The episode looks at the practical issues surrounding so much death. For every soldier who died in battle, there were two who died of disease. Embalming companies emerged, selling embalming insurance to the soldiers. They would wear an identifying medal around their neck so that the company could identify the soldiers who paid for their services. It was the beginning of what would later become dog tags.

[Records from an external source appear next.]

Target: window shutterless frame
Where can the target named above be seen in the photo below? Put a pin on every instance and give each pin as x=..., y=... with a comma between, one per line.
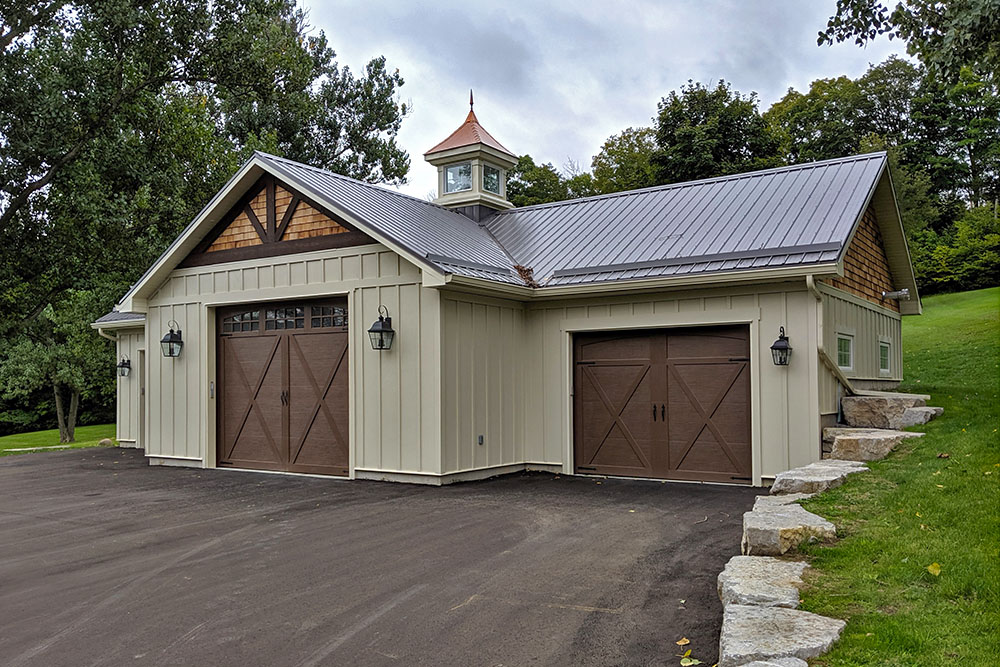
x=845, y=351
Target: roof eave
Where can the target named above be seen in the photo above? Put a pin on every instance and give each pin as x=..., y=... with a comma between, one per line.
x=138, y=323
x=705, y=279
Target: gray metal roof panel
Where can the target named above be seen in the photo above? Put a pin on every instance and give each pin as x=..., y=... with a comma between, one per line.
x=778, y=215
x=417, y=225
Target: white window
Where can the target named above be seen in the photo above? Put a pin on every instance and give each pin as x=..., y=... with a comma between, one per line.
x=458, y=177
x=491, y=179
x=845, y=351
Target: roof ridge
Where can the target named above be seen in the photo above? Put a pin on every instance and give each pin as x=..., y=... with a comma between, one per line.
x=371, y=186
x=700, y=181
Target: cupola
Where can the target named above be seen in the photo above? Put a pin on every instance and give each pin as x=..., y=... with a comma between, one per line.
x=472, y=169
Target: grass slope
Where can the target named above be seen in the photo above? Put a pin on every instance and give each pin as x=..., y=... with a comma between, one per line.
x=86, y=436
x=917, y=508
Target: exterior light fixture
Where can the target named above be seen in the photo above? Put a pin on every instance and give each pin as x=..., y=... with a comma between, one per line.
x=172, y=343
x=381, y=333
x=781, y=350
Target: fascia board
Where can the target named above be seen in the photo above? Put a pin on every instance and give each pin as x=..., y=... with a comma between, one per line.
x=120, y=324
x=900, y=261
x=645, y=284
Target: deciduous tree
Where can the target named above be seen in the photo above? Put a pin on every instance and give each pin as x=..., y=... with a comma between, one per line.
x=703, y=132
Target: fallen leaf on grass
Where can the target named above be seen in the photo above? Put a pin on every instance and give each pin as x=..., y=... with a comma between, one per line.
x=686, y=659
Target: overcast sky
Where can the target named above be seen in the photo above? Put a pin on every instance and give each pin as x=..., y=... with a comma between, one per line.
x=555, y=79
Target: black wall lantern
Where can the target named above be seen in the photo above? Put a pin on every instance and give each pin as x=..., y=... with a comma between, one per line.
x=381, y=333
x=781, y=350
x=172, y=343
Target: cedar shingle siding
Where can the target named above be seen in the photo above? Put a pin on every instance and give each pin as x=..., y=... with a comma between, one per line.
x=866, y=269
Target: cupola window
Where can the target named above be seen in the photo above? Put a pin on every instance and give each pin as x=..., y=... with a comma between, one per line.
x=491, y=179
x=458, y=177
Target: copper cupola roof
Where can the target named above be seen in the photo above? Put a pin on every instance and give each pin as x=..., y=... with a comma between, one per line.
x=469, y=134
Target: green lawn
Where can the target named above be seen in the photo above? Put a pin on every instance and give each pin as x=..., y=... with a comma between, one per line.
x=934, y=503
x=86, y=436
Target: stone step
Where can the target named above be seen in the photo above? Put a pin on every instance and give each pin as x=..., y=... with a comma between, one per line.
x=767, y=634
x=919, y=415
x=761, y=581
x=892, y=411
x=832, y=432
x=777, y=662
x=778, y=524
x=816, y=477
x=871, y=446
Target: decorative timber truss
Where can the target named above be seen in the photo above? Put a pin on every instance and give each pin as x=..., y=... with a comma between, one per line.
x=273, y=219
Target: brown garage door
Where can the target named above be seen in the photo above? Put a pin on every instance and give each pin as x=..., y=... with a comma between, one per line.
x=671, y=403
x=283, y=390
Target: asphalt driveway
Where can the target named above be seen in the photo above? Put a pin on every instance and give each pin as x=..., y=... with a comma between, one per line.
x=107, y=561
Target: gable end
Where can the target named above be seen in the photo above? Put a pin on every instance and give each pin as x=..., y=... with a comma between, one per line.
x=866, y=267
x=273, y=219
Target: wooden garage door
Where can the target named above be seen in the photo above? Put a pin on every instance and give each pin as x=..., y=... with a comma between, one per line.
x=671, y=404
x=283, y=389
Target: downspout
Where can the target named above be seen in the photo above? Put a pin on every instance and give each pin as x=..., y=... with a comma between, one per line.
x=820, y=348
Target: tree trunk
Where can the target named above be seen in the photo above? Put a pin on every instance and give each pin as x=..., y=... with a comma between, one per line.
x=74, y=408
x=66, y=427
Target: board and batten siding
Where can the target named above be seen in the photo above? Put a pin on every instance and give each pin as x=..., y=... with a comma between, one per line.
x=482, y=369
x=127, y=406
x=868, y=324
x=395, y=412
x=784, y=400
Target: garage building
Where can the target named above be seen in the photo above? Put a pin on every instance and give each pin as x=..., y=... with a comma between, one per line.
x=627, y=334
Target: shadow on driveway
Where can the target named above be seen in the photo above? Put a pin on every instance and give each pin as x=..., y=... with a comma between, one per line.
x=105, y=560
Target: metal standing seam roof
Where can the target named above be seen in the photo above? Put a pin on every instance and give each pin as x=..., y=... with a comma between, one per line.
x=802, y=214
x=450, y=240
x=798, y=215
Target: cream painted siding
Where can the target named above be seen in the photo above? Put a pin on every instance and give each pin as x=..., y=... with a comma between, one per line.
x=395, y=410
x=127, y=417
x=869, y=324
x=482, y=368
x=784, y=400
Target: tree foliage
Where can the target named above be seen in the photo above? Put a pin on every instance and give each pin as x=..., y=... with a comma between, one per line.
x=703, y=132
x=945, y=36
x=119, y=119
x=529, y=183
x=625, y=161
x=56, y=353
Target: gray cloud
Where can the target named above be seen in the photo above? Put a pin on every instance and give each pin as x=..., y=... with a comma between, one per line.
x=556, y=79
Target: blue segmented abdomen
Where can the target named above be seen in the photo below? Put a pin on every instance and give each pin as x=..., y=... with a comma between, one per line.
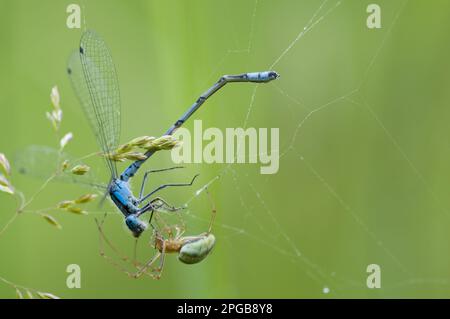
x=265, y=76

The episode deals with the assassination of Lincoln and the affect that had on Reconstruction. Much of the final minutes are spent on the legacy of the war in modern days. They address the controversy over the Confederate flag and other issues that remain 150 years later.
The Civil War In Color is presented in its original broadcast aspect ratio of 1.78:1. The 1080p image is arrived at with an AVC MPEG-4 codec at an average 35 mbps. It was smart to make this a two-disc set. It would have been easy to jam all of this on one disc, but I applaud A&E for resisting that temptation. Of course the material is old, and even with restoration the images are not quite what you might expect from a high-definition image presentation. But not all of this program is just vintage photos. There are the interview bits, the reenactments, and the shots of the famous locations as they appear today. All of this is in sharp detail and benefits from the extra disc. Black levels are excellent, and color pops off the screen.
The DTS-HD Master Audio 5.1 is there only to serve the narration. There is little added sound effects, but it’s all up front exactly where it needs to be.
There are times it seems that we are too easily offended as a nation. Lately the bitterness over the flag and the participants appears like an attempt to change or rewrite history. It never works. I understand that the Confederate flag means hatred to many. But that’s not all that flag stood for. Good men fought and died under the symbol, and to write off every Confederate soldier as racist is to be as prejudiced as the bigots who are out there. The movement to remove memorials and names of generals from the public is a wasted effort that has little to do with slavery and more to do with renewed hatred. Shows like this break through all of that baggage and educate the public on the things that truly matter. Lincoln was talking about both sides when he said: “But, in a larger sense, we can not dedicate — we can not consecrate — we can not hallow — this ground. The brave men, living and dead, who struggled here, have consecrated it, far above our poor power to add or detract.”